Thursday, February 22, 2007

A new song....My total theme song.

I've just gotta say that i love Panic! At the disco. They have some great songs. And all their song names are so long! I've already used "I write sins not tragedies" and today i just used "The only difference between suicide and martyrdom is press coverage" and in about a month i'm planning a blog post (yes, i plan my high quality blog posts months in advance) in which i will use their wonderful song "Lying is the most fun a girl can have without taking her clothes off" which i have only found to be true of one girl. But anyway, that's someone else's theme song. I have my own theme song. One of my best theme songs yet. Probably the best. I have decided that i really like it. And it really suits me. So now, my ultimate theme song of Chris!
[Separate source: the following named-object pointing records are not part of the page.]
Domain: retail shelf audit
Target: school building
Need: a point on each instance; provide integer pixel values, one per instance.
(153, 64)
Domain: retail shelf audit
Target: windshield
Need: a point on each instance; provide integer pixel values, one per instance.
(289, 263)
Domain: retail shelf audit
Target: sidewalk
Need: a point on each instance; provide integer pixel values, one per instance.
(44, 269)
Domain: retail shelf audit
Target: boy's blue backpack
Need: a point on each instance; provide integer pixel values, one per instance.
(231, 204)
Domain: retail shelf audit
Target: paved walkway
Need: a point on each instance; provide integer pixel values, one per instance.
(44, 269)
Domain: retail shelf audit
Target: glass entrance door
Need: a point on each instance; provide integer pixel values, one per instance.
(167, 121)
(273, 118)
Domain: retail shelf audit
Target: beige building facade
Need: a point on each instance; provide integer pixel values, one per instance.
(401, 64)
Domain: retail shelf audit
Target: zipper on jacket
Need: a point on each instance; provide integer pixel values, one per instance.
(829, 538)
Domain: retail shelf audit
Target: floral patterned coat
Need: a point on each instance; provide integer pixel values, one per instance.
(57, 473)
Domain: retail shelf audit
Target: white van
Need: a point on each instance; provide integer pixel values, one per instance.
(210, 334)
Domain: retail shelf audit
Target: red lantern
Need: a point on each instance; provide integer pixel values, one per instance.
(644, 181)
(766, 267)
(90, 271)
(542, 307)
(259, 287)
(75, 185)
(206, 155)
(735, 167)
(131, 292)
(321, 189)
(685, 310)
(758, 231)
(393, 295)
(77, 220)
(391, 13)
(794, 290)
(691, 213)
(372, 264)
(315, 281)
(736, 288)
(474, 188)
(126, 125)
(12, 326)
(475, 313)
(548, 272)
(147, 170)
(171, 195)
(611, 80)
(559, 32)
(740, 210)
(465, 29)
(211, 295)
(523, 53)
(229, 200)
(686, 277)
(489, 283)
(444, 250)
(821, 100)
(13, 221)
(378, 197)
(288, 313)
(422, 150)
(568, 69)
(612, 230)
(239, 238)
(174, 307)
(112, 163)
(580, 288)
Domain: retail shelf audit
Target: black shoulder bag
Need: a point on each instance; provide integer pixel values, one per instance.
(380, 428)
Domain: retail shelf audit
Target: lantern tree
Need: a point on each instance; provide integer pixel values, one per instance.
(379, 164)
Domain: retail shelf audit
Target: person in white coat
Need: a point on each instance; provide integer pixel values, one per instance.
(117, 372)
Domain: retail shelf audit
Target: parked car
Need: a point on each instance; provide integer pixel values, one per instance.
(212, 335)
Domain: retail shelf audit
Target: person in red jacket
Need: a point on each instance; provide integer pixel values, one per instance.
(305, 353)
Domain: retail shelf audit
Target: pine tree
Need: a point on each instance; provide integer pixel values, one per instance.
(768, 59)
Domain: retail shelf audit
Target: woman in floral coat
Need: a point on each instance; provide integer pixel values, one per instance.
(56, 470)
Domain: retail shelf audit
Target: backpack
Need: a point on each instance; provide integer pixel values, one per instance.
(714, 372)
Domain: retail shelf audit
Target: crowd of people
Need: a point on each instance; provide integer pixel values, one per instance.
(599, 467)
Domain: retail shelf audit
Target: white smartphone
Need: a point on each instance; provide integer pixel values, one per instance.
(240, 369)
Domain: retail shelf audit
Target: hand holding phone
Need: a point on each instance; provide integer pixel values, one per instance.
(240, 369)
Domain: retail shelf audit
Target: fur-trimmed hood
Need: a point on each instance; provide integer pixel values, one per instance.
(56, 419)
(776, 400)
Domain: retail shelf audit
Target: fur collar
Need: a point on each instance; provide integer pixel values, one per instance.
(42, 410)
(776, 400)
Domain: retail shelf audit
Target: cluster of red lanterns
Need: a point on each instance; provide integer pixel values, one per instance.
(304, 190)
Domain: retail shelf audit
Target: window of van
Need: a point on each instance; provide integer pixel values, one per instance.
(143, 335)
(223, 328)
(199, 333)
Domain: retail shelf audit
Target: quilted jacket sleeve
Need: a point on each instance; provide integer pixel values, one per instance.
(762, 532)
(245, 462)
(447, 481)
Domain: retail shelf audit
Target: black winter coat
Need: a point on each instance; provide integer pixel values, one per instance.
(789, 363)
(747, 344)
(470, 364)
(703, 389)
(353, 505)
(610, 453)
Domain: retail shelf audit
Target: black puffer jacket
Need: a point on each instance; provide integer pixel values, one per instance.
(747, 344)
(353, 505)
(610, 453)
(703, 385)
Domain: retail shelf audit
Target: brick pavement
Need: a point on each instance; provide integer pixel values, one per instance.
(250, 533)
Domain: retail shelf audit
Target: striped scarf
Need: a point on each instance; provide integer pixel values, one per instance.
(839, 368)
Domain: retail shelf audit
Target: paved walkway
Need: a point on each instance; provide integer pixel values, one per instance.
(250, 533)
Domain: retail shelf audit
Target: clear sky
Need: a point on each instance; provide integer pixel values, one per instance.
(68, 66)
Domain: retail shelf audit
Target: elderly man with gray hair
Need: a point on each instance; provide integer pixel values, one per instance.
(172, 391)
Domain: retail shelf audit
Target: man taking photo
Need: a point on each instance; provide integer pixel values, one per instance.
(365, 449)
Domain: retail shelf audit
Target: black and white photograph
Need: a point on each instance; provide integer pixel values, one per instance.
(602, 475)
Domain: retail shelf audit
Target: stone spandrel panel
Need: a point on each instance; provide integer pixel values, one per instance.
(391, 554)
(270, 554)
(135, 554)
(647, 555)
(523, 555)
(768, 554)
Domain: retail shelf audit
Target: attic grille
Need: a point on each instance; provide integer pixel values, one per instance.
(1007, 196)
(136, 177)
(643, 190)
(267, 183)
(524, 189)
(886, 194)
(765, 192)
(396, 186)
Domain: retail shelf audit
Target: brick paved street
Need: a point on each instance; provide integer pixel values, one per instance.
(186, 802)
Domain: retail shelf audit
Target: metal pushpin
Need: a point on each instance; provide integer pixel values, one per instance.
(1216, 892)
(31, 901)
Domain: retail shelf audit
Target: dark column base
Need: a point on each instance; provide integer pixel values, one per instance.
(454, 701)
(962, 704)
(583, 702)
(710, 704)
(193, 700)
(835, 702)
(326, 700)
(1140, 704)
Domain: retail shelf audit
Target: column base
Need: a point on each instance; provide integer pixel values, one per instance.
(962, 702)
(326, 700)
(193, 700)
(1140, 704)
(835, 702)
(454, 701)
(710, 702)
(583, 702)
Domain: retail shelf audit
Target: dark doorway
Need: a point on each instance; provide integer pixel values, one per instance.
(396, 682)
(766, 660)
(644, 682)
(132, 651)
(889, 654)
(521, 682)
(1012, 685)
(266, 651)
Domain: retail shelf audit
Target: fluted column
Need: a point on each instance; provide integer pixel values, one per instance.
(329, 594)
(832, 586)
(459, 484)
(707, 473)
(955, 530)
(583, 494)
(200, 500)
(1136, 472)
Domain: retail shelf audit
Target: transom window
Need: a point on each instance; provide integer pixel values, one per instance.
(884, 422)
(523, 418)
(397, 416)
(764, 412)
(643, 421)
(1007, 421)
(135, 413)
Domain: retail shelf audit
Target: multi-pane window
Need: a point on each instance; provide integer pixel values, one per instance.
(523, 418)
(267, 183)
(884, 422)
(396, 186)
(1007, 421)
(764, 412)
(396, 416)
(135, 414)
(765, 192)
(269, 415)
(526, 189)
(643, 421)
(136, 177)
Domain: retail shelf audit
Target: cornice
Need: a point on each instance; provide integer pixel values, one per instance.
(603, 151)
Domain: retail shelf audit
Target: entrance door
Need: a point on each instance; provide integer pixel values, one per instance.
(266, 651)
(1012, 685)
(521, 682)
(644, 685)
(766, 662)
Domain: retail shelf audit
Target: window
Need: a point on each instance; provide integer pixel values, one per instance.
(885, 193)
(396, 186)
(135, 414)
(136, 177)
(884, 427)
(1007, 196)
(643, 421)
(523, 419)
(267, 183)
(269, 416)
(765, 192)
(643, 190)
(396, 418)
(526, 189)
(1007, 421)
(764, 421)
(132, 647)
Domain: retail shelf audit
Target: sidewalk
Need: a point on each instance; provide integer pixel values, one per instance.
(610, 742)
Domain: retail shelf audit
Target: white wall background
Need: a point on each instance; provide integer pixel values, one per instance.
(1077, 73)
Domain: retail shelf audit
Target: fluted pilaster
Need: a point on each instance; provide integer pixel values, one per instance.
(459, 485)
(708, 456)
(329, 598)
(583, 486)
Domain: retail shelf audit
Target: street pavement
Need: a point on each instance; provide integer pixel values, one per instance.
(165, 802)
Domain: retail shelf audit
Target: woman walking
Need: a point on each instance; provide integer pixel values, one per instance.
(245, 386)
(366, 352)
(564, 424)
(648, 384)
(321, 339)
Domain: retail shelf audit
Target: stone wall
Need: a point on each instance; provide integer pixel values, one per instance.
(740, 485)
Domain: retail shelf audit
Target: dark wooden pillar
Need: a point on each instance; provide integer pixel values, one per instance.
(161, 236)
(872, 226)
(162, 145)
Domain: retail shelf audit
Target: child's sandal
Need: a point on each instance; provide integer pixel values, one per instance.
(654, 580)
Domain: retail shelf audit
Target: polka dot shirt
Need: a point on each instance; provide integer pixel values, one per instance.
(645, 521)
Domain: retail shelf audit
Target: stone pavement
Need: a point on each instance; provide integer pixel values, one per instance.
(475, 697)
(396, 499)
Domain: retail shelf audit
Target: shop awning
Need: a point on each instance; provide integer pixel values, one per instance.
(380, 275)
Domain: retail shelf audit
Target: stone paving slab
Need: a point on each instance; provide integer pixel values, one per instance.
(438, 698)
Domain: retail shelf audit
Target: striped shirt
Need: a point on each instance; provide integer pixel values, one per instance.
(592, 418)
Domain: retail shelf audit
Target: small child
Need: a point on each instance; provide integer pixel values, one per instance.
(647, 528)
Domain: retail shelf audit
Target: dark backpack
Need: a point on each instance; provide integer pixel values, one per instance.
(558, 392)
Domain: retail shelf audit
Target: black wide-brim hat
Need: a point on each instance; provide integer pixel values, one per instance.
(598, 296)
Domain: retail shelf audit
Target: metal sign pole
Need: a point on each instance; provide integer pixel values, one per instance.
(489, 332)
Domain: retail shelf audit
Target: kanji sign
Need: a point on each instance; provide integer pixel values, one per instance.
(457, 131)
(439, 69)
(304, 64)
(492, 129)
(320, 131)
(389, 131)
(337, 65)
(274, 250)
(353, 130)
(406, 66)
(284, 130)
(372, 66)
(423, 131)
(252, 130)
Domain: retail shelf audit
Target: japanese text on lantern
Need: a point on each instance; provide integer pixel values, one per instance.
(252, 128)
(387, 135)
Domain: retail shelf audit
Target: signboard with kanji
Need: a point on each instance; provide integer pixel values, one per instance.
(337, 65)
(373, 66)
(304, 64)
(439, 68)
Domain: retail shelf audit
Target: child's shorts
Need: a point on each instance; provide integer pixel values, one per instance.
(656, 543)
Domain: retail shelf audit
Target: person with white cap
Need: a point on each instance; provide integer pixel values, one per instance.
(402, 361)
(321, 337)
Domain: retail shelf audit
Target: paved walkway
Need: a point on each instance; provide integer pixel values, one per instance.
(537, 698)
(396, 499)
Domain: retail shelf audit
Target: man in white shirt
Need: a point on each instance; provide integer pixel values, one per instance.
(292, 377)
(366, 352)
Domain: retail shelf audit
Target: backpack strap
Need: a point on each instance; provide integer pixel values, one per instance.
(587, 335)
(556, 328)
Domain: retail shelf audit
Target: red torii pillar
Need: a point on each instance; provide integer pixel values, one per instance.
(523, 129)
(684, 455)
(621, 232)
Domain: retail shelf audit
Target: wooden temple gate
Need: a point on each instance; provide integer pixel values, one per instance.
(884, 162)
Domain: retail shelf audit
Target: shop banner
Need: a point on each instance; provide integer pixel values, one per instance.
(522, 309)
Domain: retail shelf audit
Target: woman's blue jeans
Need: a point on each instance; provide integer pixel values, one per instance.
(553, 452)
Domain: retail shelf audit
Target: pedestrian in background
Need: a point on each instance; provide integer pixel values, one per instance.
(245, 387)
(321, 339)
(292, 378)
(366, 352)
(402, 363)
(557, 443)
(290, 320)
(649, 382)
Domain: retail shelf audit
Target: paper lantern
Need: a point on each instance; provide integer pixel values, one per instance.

Relient K's "I so hate consequences"!
~
Relient K
I So Hate Consequences
~
And I'm good, good, good to go
And I'm good, good, good to go
I got to get away
Get away from all of my mistakes
~
And I'm good, good, good to go
And I'm good, good, good to go
I got to get away
Get away from all of my mistakes
~
So here I sit looking at the traffic lights
The red extinguishes the hope that the green ignites
I want to run away I want to ditch my life
Cause all of my mistakes keep me awake at night
~
And after all of my alibis desert me
I just want to get by
I don’t want nothing to hurt me
I had no idea where my head was at
But if my heart says I’m sorry can we leave it at that
Because I just want for all of this to end
~
And I so hate consequences
And running from you is what my best defense is
Consequences
Oh God, don’t make me face up to this
And I so hate consequences
And running from you is what my best defense is
Cause I know that I let you down
And I don’t want to deal with that
~
It just now hit me this is more than just a set back
And when you spelled it out, well, I guess I didn’t get that
And every trace of momentum is gone
And this isn’t turning out the way I want
~
And after all of my alibis desert me
I just want to get by
I don’t want nothing to hurt me
I had no idea where my head was at
But if my heart says I’m sorry can we leave it at that
Because I just want for all of this to end
~
And I spent all last night
Tearing down
Every stoplight
And stop sign in this town
Now I think there might
Be no way to stop me now
I'll get away despite
The fact I’m so weighed down
~
All of my escapes have been exhausted
I thought I had a way but then I lost it
And my resistance was once much stronger
And I know I can't go on like this much longer
~
When I got tired of running from you
I stopped right there to catch my breath
There your words they caught my ears
You said, “I miss you son. Come home”
And my sins, they watched me leave
And in my heart I so believed
The love you felt for me was mine
The love I’d wished for all this time
And when the doors were closed
I heard no I told you so’s
I said the words I knew you knew
Oh God, Oh God I needed you
God all this time I needed you, I needed you
~
And I so hate consequences
And running from you is what my best defense is
I hate these consequences
Because I know that I let you down
Now I don't wanna deal with that
~
Man, i love that song! Oh God...oh God...I needed you. When my past is keeping me up at night, and i don't wanna deal with anything I need God. Great song. But now i must dissapear. Goodnight!